Soort van muziektheater dus, want naast hemelse gezangen werd er ook een behoorlijk stukje geacteerd en geïmproviseerd door onze ongetwijfeld klassiek geschoolde kleurige verschijningen met engelenkelen. "Bolide" (dat evengoed van de hand van Hugo Matthijssen had kunnen zijn) schetste het fatale wedervaren annex soort van “Dodenrit” in het lied “Bolide” (naar analogie met Drs P): een prettig gestoorde parabel over gevaar in het verkeer met de auto enzo, vol van stemtragische edoch superlenige acrobatiek. Zang en dans, simultaan en afwisselend ook tijdens “Window Cleaner”, waarbij de kuisschorten omgord werden (en dit deed dan weer denken aan Van the Man zijn “Cleaning Windows”) over de wondere wereld van propere ruiten en wat men dan daar zoal doorheen kan zien. “Chillun” was een gospel, gespeend van een amalgaam aan gutturalen, in de praktijk feëeriek gekir, gekwaak, geschraap, jodelen, kakelen en een eindje rappen, scatten, joelen en duchtig kwelen aan een waanzinnig tempo, welluidend, hitsig en razend knap ging het verbazend goed vooruit !!! The female Flying Pickettines on speed in de best denkbare music hall traditie met vocale bochten en kronkels dat het geen aard meer had tijdens “Chillum” en was niet “chillen” maar wel een coole, chille en vooral sjiek gebrachte bedoening.

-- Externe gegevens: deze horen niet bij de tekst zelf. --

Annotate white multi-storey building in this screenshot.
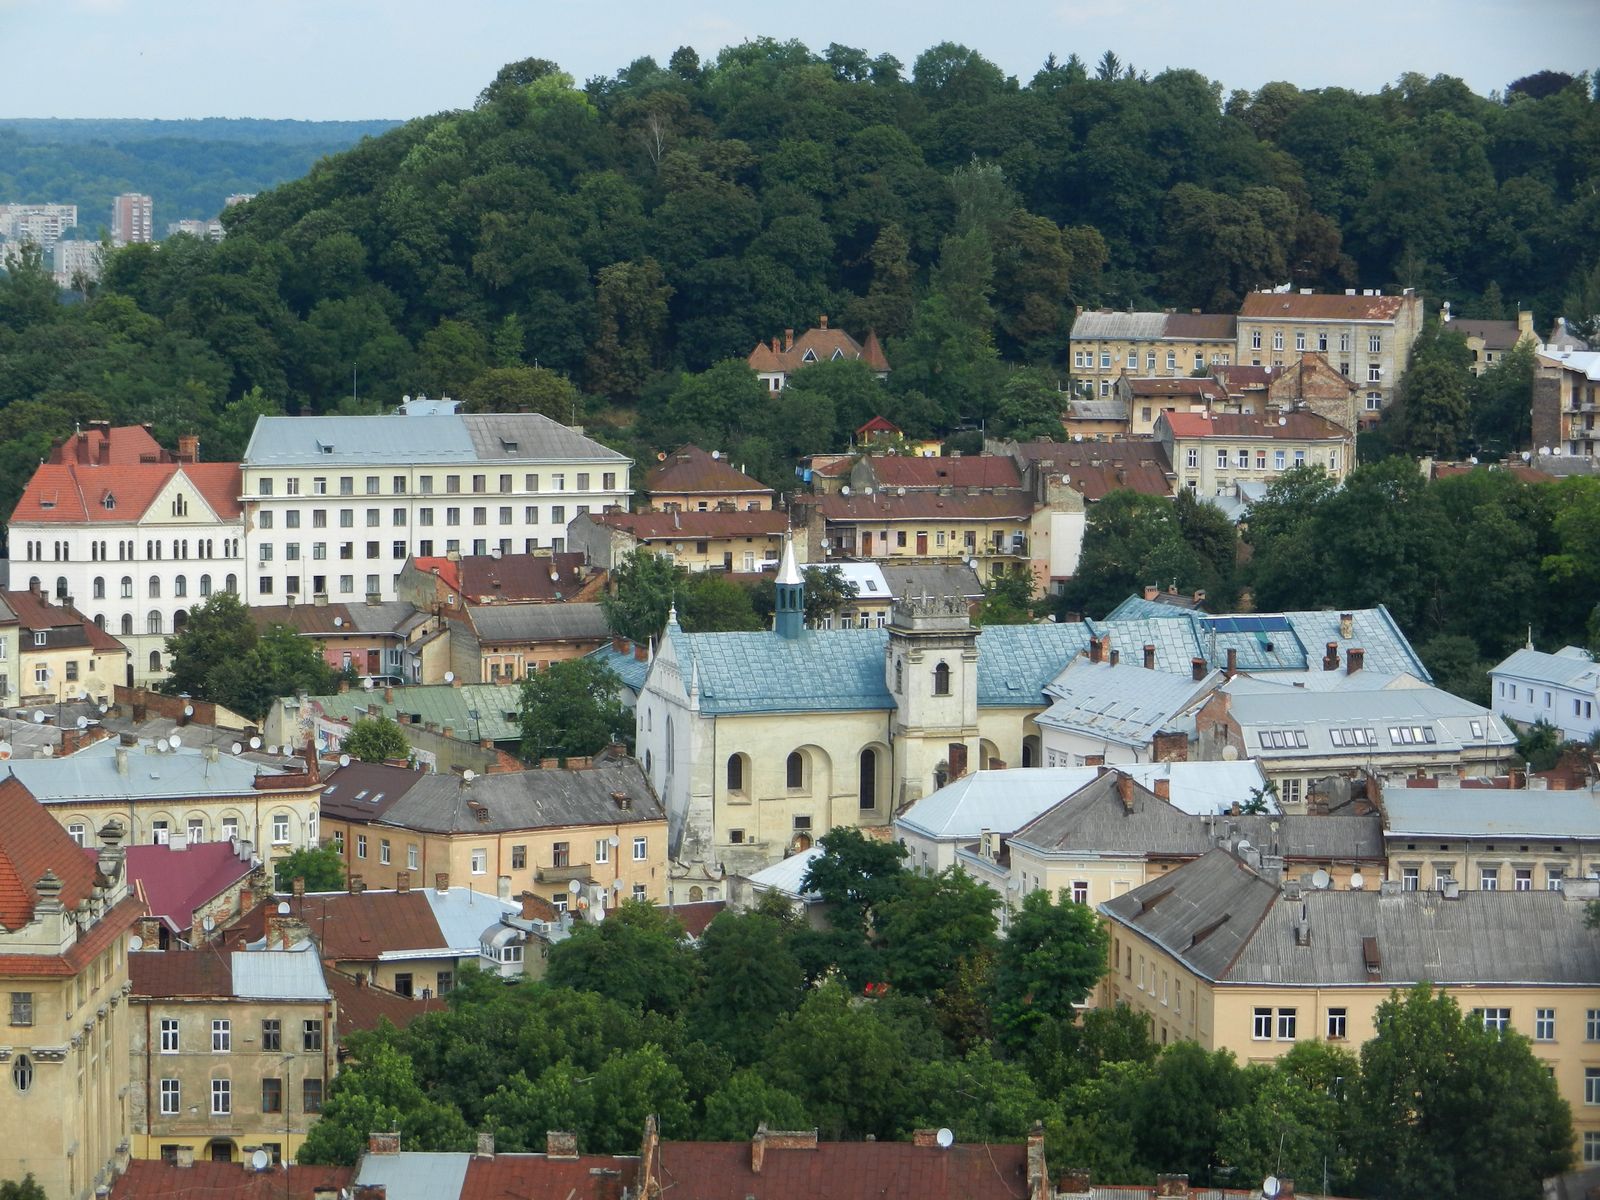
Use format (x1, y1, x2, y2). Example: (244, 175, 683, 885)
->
(0, 202, 77, 248)
(1491, 645, 1600, 743)
(8, 424, 244, 685)
(239, 412, 631, 606)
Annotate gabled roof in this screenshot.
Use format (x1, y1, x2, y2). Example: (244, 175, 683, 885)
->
(49, 424, 167, 467)
(109, 1161, 354, 1199)
(244, 414, 626, 467)
(999, 439, 1174, 500)
(247, 601, 424, 638)
(373, 760, 663, 835)
(471, 602, 610, 644)
(414, 552, 595, 604)
(856, 416, 901, 437)
(1038, 657, 1220, 748)
(814, 491, 1032, 522)
(859, 455, 1022, 489)
(325, 969, 444, 1039)
(128, 948, 329, 1000)
(647, 445, 772, 497)
(1222, 679, 1513, 759)
(1123, 376, 1227, 401)
(0, 589, 126, 651)
(1070, 310, 1169, 341)
(11, 460, 242, 525)
(307, 682, 523, 742)
(124, 841, 254, 933)
(1010, 771, 1214, 857)
(1491, 646, 1599, 690)
(1159, 411, 1348, 441)
(587, 509, 791, 539)
(652, 1140, 1031, 1200)
(1382, 788, 1600, 839)
(743, 845, 825, 900)
(1448, 318, 1525, 349)
(1, 736, 286, 802)
(1239, 291, 1413, 321)
(879, 562, 985, 602)
(1162, 312, 1237, 340)
(747, 319, 890, 375)
(0, 775, 101, 930)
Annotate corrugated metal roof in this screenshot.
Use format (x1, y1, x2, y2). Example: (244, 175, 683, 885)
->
(231, 947, 331, 1000)
(1070, 310, 1169, 340)
(1382, 788, 1600, 839)
(244, 413, 626, 468)
(354, 1152, 470, 1200)
(421, 887, 521, 952)
(1038, 658, 1220, 748)
(1491, 646, 1600, 689)
(308, 683, 523, 742)
(1, 737, 279, 801)
(471, 602, 610, 643)
(743, 845, 824, 900)
(1224, 680, 1514, 760)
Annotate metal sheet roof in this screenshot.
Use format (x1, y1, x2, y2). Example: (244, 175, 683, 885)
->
(1070, 311, 1169, 340)
(307, 683, 523, 742)
(243, 413, 626, 468)
(1382, 788, 1600, 839)
(1, 738, 279, 801)
(471, 602, 610, 643)
(231, 947, 331, 1001)
(354, 1152, 470, 1200)
(1224, 681, 1514, 760)
(743, 845, 825, 900)
(1491, 646, 1600, 690)
(1038, 658, 1220, 748)
(421, 887, 521, 953)
(374, 760, 663, 835)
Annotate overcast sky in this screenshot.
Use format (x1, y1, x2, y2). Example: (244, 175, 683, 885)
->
(1, 0, 1594, 121)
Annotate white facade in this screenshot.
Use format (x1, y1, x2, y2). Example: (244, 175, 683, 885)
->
(240, 414, 630, 606)
(1491, 646, 1600, 743)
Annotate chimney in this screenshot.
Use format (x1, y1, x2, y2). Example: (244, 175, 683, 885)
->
(1347, 647, 1365, 674)
(1088, 636, 1104, 664)
(176, 434, 199, 462)
(1151, 730, 1189, 762)
(784, 328, 794, 352)
(1143, 584, 1158, 601)
(1225, 647, 1237, 678)
(1026, 1122, 1048, 1200)
(368, 1131, 401, 1156)
(175, 1145, 195, 1170)
(1339, 612, 1354, 640)
(912, 1129, 939, 1148)
(1143, 644, 1156, 670)
(818, 314, 828, 329)
(751, 1124, 817, 1175)
(435, 872, 450, 894)
(611, 635, 627, 654)
(633, 641, 649, 662)
(752, 1124, 767, 1175)
(947, 742, 968, 782)
(1190, 656, 1206, 681)
(1116, 773, 1134, 813)
(1108, 648, 1120, 667)
(384, 685, 395, 704)
(1323, 641, 1340, 671)
(1057, 1169, 1092, 1197)
(1155, 1174, 1190, 1198)
(475, 1130, 495, 1159)
(1153, 777, 1171, 802)
(396, 872, 410, 893)
(348, 875, 366, 894)
(115, 746, 129, 776)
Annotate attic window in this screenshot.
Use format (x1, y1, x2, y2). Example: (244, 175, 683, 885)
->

Over naar de “Hatsjoe ChaChaCha” met relaas van compulsieve niesbuien vooraf en tijdens de daad, een bijgevolg nogal onpraktische – hier allegorische – allergie … direct achternazeten door een hillybillie trouwfeest, met volop vocale loopings in de achtbaan in Memphis Tennessee. Geen strontvliegen te bespeuren maar wel “Flies” over vervelend vliegende vliegjes en hoe irritant die toch wel niet kunnen zijn, evenwel gebracht in close harmony, en met meerstemmige lyriek als toonbeeld van esthetiek, mooi omzwachteld door de viool van Nele Paelinck. Fris en fruiting van de lever klonk het in “Ik ben vandaag toch zo verliefd”, hyperkinetisch walsje in vierkwartsmaat. En wij ondertussen in collectieve bewondering voor zoveel beate klasse op een paar vierkante meter, waarbij het spelplezier zowat letterlijk van het podium droop ... en met zeer verdienstelijke gezangen bij monde van gitariste Laura Vanden Heede, tussen, in en doorheen die lawine aan diverse schitteringen die ons watervalgewijs te beurt viel op deze zaterdagnamiddag@BAR EDUARD. We stoven verder richting Alpenwieze met de op de leest van Weense operette geschoeide breakupsongh “He Broke My Heart”, alweder supersonisch gebrachte Country&Western Swing, waarin onze vocale alleskunsters een resem woordgrapjes en situatiehumor (over “Willies” in alle soorten, standen en maten) fileerden en het amalgaam aan kirrendkwakende kicker- en unisono kwekkerdekwekgeluidjes ging gestaag over- en doorheen “Stadkoepletten”.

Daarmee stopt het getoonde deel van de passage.